Reputation: 11
I am reading the source code of MapRedcue to gain more understanding MapReduce's internal mechanism. And I have problem when trying to understand how data produced in map phase are merged and sent to reduce function for further processing. The source code looks too complicated and I just want to know its concepts.
What I want to know is how the values (as parameter Iterator) are sorted before passing to reduce() function. Within MapTask.runOldReducer() it will create ReduceValuesIterator by passing RawKeyValueIterator, where Merger.merge() will get called and lots of actions will be performed (e.g. collect segments). After reading code, it seems to me it only tries to sort by key and the values accompanied with that key will be aggregated/ collected without being removed. For instance, map() may produce
Key Value http://www.abcfood.com/aLink object A http://www.abcfood.com/bLink object B http://www.abcfood.com/cLink object C
Then in reduce(),
Key will be http://www.abcfood.com/ and Values will contain object A, object B, and object C.
So it is sorted by the key http://www.abcfood.com/? Is this correct? Or what is it sorted and then passed to reduce function?
Many thanks.
Upvotes: 1
Views: 583
Reputation: 3729
So is there any possibility to get ordered values in reducer? I need to work with sorted values (calculate difference between values passed with key).

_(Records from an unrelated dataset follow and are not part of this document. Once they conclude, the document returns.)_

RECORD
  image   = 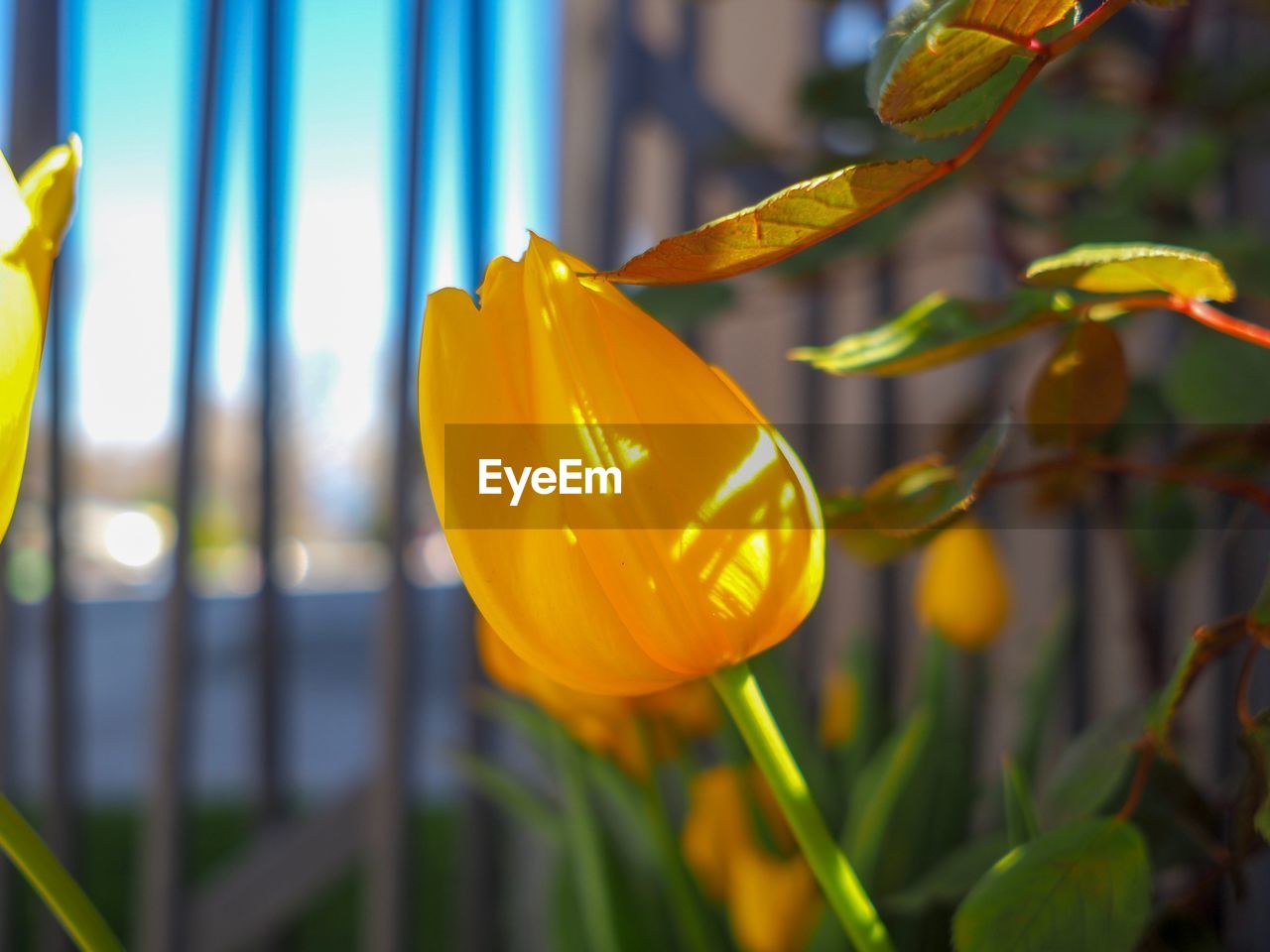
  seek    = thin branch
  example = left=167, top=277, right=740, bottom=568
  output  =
left=599, top=0, right=1130, bottom=285
left=1234, top=641, right=1261, bottom=731
left=1116, top=738, right=1156, bottom=820
left=1107, top=295, right=1270, bottom=348
left=985, top=452, right=1270, bottom=513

I've met the problem :) http://cornercases.wordpress.com/2011/08/18/hadoop-object-reuse-pitfall-all-my-reducer-values-are-the-same/
I understand that it's bad to COPY values in reducer and then order them. I can get memory overflow. Il'll be better to sort values is some way BEFORE passing KEY + Interable to reducer.
Upvotes: 0
Reputation: 4118
assuming this is your input :
Key Value
http://www.example.com/asd object A
http://www.abcfood.com/aLink object A
http://www.abcfood.com/bLink object B
http://www.abcfood.com/cLink object C
http://www.example.com/t1 object X
the reducer will get this : (there is no guarantee on order of values)
Key Values
http://www.abcfood.com/ [ "object A", "object C", "object B" ]
http://www.example.com/ [ "object X", "object A" ]
Upvotes: 1